Obesity and overweight impact 40% of adolescents and young adults with T1D, a population in whom T1D
alone already drastically increases future cardiovascular disease risk. Our preliminary data indicate that
regardless of BMI category, most adolescents with T1D have a visceral to subcutaneous adipose tissue ratio
as high as youth with obesity and prediabetes. This visceral fat ratio in youth with T1D is proportional to the
degree of hepatic insulin resistance.
The study will comprehensively assess drivers of cardiometabolic risk factors in young people with T1D and
obesity while examining the impact of GLP-1 analogue obesity treatment on visceral adipose tissue (the ratio
of visceral to visceral+subcutaneous adipose tissue), insulin resistance, and postprandial lipemia. To achieve
these aims, we will utilize 1) an abdominal MRI to quantify abdominal adipose distribution, 2) the stepped
euglycemic hyperinsulinemic clamp with stable isotope tracers to assess insulin resistance and
gluconeogenesis, 3) a DEXA scan to measure body composition, and 4) a high-fat mixed meal tolerance test
to quantify postprandial changes in atherogenic lipoproteins.
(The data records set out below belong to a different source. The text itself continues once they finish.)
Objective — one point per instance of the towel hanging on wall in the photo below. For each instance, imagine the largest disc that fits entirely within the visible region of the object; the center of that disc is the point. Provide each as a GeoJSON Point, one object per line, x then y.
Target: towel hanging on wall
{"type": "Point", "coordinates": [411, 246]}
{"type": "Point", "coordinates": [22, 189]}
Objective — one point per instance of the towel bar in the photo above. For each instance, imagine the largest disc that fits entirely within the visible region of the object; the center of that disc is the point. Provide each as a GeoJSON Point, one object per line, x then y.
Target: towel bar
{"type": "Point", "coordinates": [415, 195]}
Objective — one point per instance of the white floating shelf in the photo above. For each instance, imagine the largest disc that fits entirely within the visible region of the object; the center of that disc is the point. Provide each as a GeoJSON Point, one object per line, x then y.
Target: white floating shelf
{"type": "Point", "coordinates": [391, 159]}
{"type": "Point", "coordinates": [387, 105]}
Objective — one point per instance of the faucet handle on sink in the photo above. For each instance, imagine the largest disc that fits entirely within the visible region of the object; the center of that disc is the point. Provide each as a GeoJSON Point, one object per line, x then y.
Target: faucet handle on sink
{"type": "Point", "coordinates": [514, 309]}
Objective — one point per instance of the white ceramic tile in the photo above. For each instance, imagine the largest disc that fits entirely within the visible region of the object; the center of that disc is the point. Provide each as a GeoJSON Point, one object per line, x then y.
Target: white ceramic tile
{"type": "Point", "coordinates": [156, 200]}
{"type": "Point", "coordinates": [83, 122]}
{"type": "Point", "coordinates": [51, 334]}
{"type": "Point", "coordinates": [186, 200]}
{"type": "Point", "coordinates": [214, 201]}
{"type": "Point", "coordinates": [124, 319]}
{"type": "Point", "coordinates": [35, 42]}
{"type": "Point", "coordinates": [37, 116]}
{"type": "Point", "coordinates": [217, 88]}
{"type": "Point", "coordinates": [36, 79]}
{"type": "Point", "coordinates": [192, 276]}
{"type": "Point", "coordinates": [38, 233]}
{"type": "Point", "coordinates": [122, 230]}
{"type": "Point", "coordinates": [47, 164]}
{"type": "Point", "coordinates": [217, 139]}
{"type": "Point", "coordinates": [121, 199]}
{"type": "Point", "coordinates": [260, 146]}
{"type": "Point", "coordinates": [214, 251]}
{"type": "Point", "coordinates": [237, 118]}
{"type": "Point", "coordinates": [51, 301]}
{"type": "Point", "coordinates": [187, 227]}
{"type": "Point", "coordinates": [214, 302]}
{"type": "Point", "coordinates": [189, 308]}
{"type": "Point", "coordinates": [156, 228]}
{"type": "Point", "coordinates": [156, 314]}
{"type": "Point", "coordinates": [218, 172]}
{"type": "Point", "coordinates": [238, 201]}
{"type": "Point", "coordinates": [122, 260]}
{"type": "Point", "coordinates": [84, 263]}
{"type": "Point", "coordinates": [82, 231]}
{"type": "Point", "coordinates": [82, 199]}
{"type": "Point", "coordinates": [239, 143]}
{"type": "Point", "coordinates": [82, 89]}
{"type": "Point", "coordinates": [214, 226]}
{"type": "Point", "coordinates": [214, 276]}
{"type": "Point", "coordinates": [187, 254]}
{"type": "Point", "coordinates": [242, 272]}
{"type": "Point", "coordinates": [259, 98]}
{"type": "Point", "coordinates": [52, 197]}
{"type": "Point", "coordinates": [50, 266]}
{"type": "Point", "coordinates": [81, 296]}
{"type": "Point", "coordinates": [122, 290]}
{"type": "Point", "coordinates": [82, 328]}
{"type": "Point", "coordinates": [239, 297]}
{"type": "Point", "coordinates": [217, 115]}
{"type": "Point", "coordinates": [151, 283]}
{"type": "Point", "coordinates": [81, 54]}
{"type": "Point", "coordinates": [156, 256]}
After completing these assessments, 54 young
adults with T1D and obesity who meet the criteria for anti-obesity pharmacotherapy will be randomized to 1-
year of treatment with oral semaglutide or placebo. The metabolic assessments will be repeated at 1-year of
the treatment. A comparator group of 15 young adults with T1D and lean body mass index will undergo the
metabolic studies at one-time point.
Carrying out the proposed research program is critical to advance the understanding of the strategies to
reduce cardiometabolic risk and impact the pathophysiologic mechanisms promoting cardiometabolic risk in
young patients with T1D and obesity. This is consistent with the NIDDK's mission to improve the health and
quality of life of individuals with diabetes. Results will reveal the intricacies of cardiometabolic disease risk and
potential treatment in young people with T1D complicated by obesity.